Niet in geschil is dat het onderhavige verzoek om een verklaring langdurig werkloze niet is ingediend binnen de bij de ULW voorgeschreven termijn.
Hiermee is gegeven dat genoemd verzoek niet voor inwilliging in aanmerking kwam, tenzij sprake zou zijn van verschoonbare termijnoverschrijding.
De omstandigheden die door appellante zijn aangevoerd, wettigen niet de conclusie dat de termijnoverschrijding haar niet kan worden aangerekend.
Voorzover appellante zich beroept op onbekendheid met de WVA en/of de ULW, miskent zij dat het hier gaat om een termijn, die is neergelegd in een wettelijke regeling die op de voorgeschreven wijze bekend is gemaakt en derhalve geacht moet worden aan justitiabelen bekend te zijn.
Voorts volgt het College appellante niet waar zij stelt dat de Arbeidsvoorzienings-organisatie haar op het bestaan van de WVA had moeten wijzen en dat, nu dit niet is gebeurd, sprake is van verschoonbare termijnoverschrijding. Noch gesteld, noch gebleken is immers dat appellante zich met een gericht verzoek om informatie over indienstneming van langdurig werklozen tot de arbeidsorganisatie heeft gewend.

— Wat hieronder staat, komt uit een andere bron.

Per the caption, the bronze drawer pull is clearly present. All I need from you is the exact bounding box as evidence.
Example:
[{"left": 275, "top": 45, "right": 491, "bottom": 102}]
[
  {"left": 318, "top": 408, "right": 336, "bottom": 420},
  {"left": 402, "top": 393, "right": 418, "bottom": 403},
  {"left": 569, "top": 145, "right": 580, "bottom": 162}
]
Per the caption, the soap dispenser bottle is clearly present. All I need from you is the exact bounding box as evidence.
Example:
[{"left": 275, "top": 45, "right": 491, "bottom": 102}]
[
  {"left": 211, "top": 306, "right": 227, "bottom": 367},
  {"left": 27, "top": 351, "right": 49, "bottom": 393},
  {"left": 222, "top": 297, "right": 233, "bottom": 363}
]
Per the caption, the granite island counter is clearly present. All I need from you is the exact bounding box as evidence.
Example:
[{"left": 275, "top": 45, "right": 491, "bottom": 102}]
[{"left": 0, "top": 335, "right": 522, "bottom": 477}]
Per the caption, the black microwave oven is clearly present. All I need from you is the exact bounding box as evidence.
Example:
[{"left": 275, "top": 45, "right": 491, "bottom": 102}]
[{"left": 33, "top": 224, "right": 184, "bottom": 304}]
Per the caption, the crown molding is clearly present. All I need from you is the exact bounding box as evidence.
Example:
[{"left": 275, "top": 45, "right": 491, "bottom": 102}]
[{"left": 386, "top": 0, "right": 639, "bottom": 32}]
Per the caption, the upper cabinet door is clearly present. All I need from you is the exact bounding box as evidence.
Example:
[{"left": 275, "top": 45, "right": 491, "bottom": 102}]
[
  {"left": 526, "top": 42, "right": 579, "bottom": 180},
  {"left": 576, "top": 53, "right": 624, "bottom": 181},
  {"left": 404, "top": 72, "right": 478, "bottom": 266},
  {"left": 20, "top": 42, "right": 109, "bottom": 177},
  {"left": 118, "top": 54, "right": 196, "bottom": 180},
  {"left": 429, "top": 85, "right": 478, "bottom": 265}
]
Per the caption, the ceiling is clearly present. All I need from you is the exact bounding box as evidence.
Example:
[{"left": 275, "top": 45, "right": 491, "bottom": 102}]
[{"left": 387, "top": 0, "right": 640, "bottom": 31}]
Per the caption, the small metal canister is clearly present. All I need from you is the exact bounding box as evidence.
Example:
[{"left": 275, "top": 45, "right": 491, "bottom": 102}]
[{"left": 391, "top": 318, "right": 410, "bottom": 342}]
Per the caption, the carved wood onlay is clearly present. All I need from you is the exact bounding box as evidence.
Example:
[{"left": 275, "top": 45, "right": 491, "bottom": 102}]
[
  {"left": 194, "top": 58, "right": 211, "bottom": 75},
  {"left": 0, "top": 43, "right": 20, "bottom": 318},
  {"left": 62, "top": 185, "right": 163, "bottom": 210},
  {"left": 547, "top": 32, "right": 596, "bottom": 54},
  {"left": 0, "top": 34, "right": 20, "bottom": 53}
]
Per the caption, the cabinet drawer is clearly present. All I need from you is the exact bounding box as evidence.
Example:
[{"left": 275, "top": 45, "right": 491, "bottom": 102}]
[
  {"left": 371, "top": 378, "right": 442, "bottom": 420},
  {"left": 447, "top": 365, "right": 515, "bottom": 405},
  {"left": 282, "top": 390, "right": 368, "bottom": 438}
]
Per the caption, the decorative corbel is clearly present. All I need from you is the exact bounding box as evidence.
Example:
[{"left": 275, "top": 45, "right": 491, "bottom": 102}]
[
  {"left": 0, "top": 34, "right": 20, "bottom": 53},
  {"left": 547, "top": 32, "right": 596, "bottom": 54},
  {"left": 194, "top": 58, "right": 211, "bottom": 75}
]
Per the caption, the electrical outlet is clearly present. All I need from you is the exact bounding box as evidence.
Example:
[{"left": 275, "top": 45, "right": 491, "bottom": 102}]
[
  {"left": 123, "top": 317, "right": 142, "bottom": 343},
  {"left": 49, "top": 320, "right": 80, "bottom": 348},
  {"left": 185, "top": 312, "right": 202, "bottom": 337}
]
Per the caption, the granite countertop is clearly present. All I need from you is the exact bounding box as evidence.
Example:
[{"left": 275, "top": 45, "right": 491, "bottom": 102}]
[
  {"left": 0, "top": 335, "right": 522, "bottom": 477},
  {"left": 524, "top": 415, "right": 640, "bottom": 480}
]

Zij heeft slechts, aldus het beroepschrift, geïnformeerd "naar alle mogelijke consequenties c.q. regelingen bij het in dienst nemen van een gehandicapte". De omstandigheid dat de Arbeidsvoorzienings-organisatie appellante naar aanleiding van dit - ongespecificeerde - informatieverzoek niet op mogelijke toepassing van de WVA heeft gewezen, kan dan ook niet leiden tot verschoonbaarheid van de termijnoverschrijding.
Het beroep moet derhalve ongegrond worden verklaard.
Het College acht geen termen aanwezig om een der partijen met toepassing van artikel 8:75 van de Algemene wet bestuursrecht te veroordelen in de kosten die de andere partij heeft moeten maken.
6. De beslissing
Het College verklaart het beroep ongegrond.
Aldus gewezen door mr H.C. Cusell, in tegenwoordigheid van mr W.F. Claessens, als griffier, en uitgesproken in het openbaar op 21 juni 2001.